そして、通常の検査で用いられる「基準値」の多くは、「基準範囲」と呼ばれるものです。これは、統計学的に算出した数値範囲を用いています。
健康な成人の集団のデータをもとに、平均値を中央として、95%の人が含まれる範囲が「基準範囲」となります。(つまり、全体の5%の人が基準値外となる)
一方、栄養療法におけるデータの判断値は、「基準範囲」のように、統計学的に定められた値ではなく、臨床的な経験をもとに、栄養状態を評価するために設定されたものです。
栄養療法専門のクリニックの場合では、病態を積極的に改善させるために必要な代謝を得るための判断値として、血液検査の結果を見ている、ということになります。
血液データの活用法
血液検査のデータから栄養状態を知ることができたら、それをどのように活用すれば良いのでしょうか。
例えば、「たんぱく質不足」だということがわかった場合には、たんぱく質食品をたくさん食べ、ビタミンが足りないとわかった場合には、ビタミンのサプリメントを摂ればOK!ということになるのでしょうか?

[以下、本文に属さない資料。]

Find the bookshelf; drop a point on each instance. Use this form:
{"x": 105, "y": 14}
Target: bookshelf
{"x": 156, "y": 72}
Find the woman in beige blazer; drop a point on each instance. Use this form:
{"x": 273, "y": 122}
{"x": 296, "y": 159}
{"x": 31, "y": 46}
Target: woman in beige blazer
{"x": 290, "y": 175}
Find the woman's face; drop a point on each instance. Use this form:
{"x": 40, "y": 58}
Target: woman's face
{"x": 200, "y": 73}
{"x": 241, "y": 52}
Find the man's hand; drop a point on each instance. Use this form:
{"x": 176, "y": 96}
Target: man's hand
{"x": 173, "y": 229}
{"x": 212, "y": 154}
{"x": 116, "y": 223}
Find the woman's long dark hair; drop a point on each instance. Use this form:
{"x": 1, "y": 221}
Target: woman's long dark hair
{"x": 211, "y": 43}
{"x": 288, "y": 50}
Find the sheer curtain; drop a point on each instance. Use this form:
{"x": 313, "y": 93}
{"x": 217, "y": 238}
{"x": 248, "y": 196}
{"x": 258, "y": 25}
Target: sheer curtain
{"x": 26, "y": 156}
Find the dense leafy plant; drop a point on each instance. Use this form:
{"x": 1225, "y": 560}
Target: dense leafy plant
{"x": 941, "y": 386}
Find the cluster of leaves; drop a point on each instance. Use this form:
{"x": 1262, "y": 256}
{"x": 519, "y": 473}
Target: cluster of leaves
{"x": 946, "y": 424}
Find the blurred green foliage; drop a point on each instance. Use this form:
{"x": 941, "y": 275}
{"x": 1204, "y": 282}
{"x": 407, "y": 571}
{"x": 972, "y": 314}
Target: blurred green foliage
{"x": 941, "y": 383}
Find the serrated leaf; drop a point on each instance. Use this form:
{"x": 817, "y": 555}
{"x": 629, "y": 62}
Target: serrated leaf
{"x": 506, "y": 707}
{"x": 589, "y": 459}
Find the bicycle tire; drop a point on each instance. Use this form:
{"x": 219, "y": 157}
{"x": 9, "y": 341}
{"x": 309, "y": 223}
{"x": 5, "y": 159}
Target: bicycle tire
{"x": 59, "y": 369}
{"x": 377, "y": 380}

単純に、栄養素の摂取量が少ないことだけが問題なのであれば、それでも良いかもしれません。食事内容を見直した上で、食事だけでは足りないものに関しては、サプリメントを上手に活用することも有効な方法の一つであると言えるでしょう。
しかし、その前に、忘れてはならないのが、なぜ、たんぱく質やビタミンが体内で不足してしまったのかを考えることが大切です。
なぜなら、食べ物を「摂取」するということと、それが体内に「吸収」されて実際に体内の細胞にまで入るということは、大きく違います。「摂取」するだけでは、食べ物を口の中に入れただけで、まだ体内には入っていません。一方、「吸収」とは、食べたものが消化・分解されて、体内に取り込まれたということを意味します。
胃酸が不足しているせいで消化が悪く、食べたものを十分に分解できていないのかもしれないし、腸に炎症が起きているせいで栄養素の吸収が悪くなっているのかもしれないし、重金属が体内に蓄積しているせいで栄養素の代謝が阻害されているのかもしれないし、これらの原因がお互いに影響しあっているのかもしれないし、そもそも、なぜ胃酸が不足してしまうのか?なぜ腸に炎症が起きているのか?なぜ重金属が蓄積しているのか?ということになるわけです。
「何を食べるか」よりも、いかに「消化、分解、吸収」するか。
そして、それをいかに代謝させるか、ということが、ものすごく大切であるということですね。